1. Field of the Invention
A conventional OCR which converts an image of a typewritten document serving as a paper form or an electronic form into a character code format which can be edited by a computer is known. Such a conventional OCR is a very useful apparatus which, when information of a handwritten form or the like is input to a computer, saves the effort of re-inputting the information in the computer.
2. Description of the Related Art
However, in the conventional OCR, information of a form or the like formed by handwriting having a peculiar style or formed by a computer cannot be correctly read. Therefore, various techniques which correctly read various pieces of information to convert the information into character codes or the like have been disclosed.
For example, Japanese Patent Application Laid-Open No. 2000-285190 discloses a data input apparatus such as an OCR which extracts a similar registered form from a predetermined registered form by using pieces of information such as ruled lines, characters, and colors extracted from an input form to extract recognized information in a defined region on the extracted registered form.

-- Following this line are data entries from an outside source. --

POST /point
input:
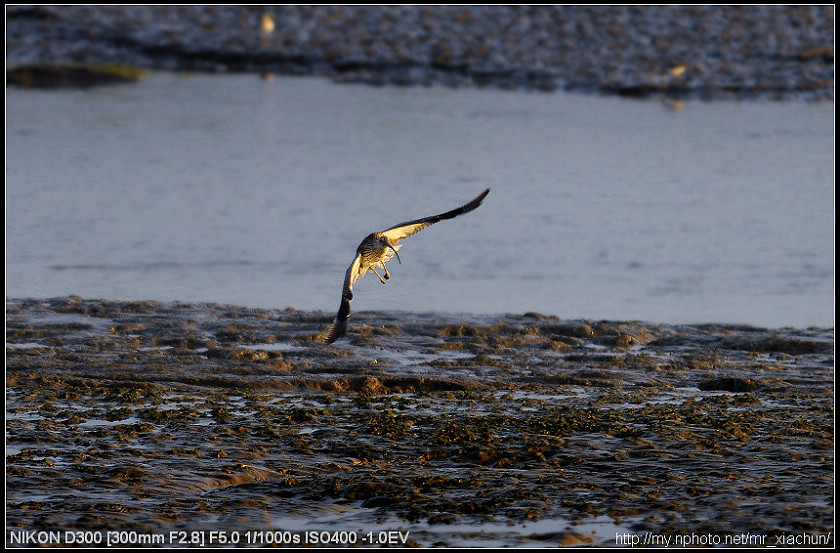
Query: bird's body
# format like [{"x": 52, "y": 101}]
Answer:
[{"x": 379, "y": 247}]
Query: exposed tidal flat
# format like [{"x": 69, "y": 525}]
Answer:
[
  {"x": 505, "y": 430},
  {"x": 685, "y": 51}
]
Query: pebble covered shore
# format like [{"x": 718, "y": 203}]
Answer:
[{"x": 777, "y": 52}]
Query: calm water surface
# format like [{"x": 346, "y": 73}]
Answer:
[{"x": 235, "y": 190}]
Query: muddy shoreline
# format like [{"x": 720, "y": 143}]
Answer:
[{"x": 152, "y": 417}]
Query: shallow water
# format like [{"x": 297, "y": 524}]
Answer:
[{"x": 234, "y": 190}]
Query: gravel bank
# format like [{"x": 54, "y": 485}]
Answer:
[{"x": 775, "y": 52}]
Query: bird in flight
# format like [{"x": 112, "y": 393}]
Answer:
[{"x": 378, "y": 248}]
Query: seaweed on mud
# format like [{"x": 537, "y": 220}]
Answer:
[{"x": 683, "y": 428}]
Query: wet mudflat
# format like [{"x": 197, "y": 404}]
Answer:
[{"x": 506, "y": 430}]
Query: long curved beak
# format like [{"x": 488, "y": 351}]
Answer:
[{"x": 395, "y": 253}]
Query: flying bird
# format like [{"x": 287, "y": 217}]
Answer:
[{"x": 379, "y": 247}]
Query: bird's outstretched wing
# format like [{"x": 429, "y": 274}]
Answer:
[
  {"x": 340, "y": 326},
  {"x": 404, "y": 230}
]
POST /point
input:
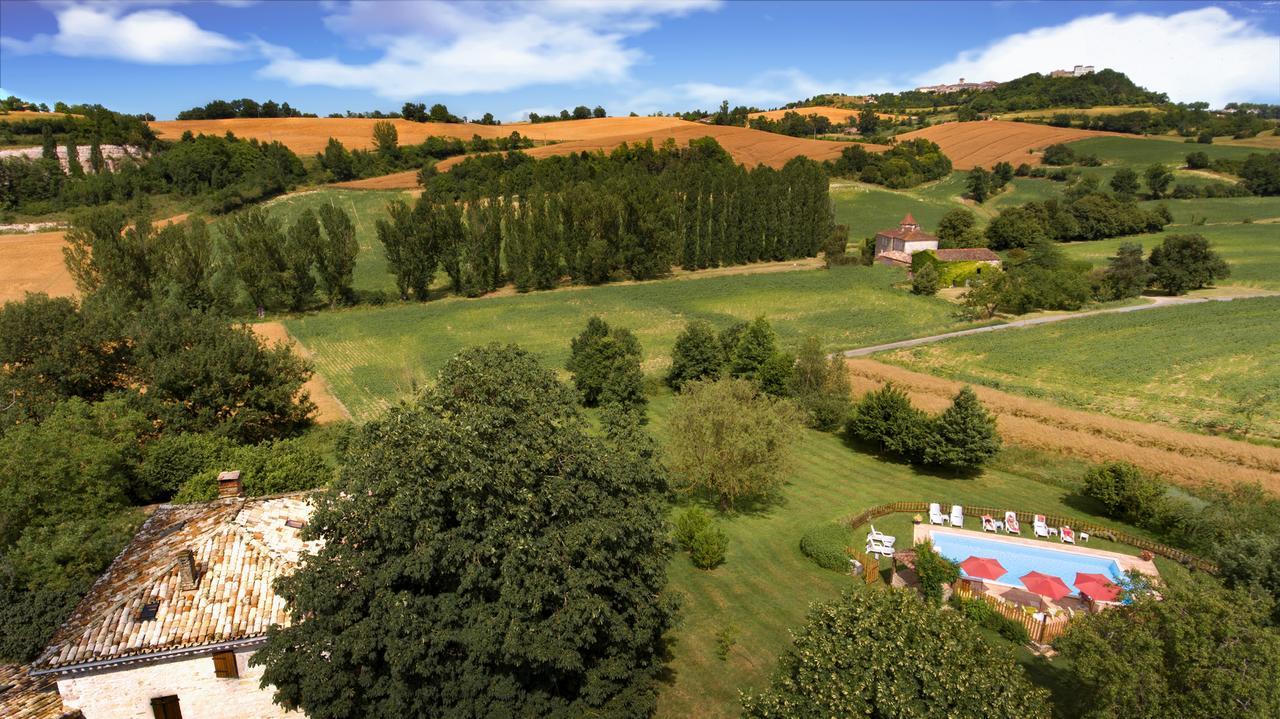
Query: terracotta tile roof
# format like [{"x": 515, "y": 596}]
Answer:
[
  {"x": 23, "y": 696},
  {"x": 967, "y": 255},
  {"x": 894, "y": 257},
  {"x": 240, "y": 548}
]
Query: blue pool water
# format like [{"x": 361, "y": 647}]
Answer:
[{"x": 1019, "y": 559}]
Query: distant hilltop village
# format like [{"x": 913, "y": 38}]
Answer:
[{"x": 1078, "y": 71}]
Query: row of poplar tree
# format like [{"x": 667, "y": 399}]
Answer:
[{"x": 632, "y": 214}]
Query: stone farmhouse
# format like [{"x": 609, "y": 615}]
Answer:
[
  {"x": 894, "y": 247},
  {"x": 167, "y": 632}
]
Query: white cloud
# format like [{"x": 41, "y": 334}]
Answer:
[
  {"x": 1205, "y": 54},
  {"x": 150, "y": 36},
  {"x": 455, "y": 49}
]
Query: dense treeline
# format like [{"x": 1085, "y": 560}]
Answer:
[
  {"x": 224, "y": 173},
  {"x": 243, "y": 108},
  {"x": 906, "y": 164},
  {"x": 594, "y": 218},
  {"x": 389, "y": 155}
]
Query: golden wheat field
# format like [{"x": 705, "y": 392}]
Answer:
[
  {"x": 1182, "y": 457},
  {"x": 987, "y": 142},
  {"x": 748, "y": 146}
]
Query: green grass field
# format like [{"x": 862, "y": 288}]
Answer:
[
  {"x": 766, "y": 586},
  {"x": 373, "y": 356},
  {"x": 1192, "y": 366},
  {"x": 1251, "y": 250}
]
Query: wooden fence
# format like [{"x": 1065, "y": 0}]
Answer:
[
  {"x": 1041, "y": 631},
  {"x": 1028, "y": 518}
]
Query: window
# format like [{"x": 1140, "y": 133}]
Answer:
[
  {"x": 224, "y": 665},
  {"x": 165, "y": 708}
]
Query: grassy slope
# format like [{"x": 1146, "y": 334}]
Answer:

However, in the conventional technique, when the input form even partially changes (for example, a new fiscal year or a color change), an appropriate registered form cannot be extracted. This is disadvantageous because the recognized information cannot be extracted from the input form. When the input form even partially changes, a user must register a new input form each time the input form changes. The registering operation is cumbersome, and the user disadvantageously bears a heavy burden. In addition, since the contents to be registered is not relevant to data extracted from the form, a form registering operation and designation of a data region must be independently performed.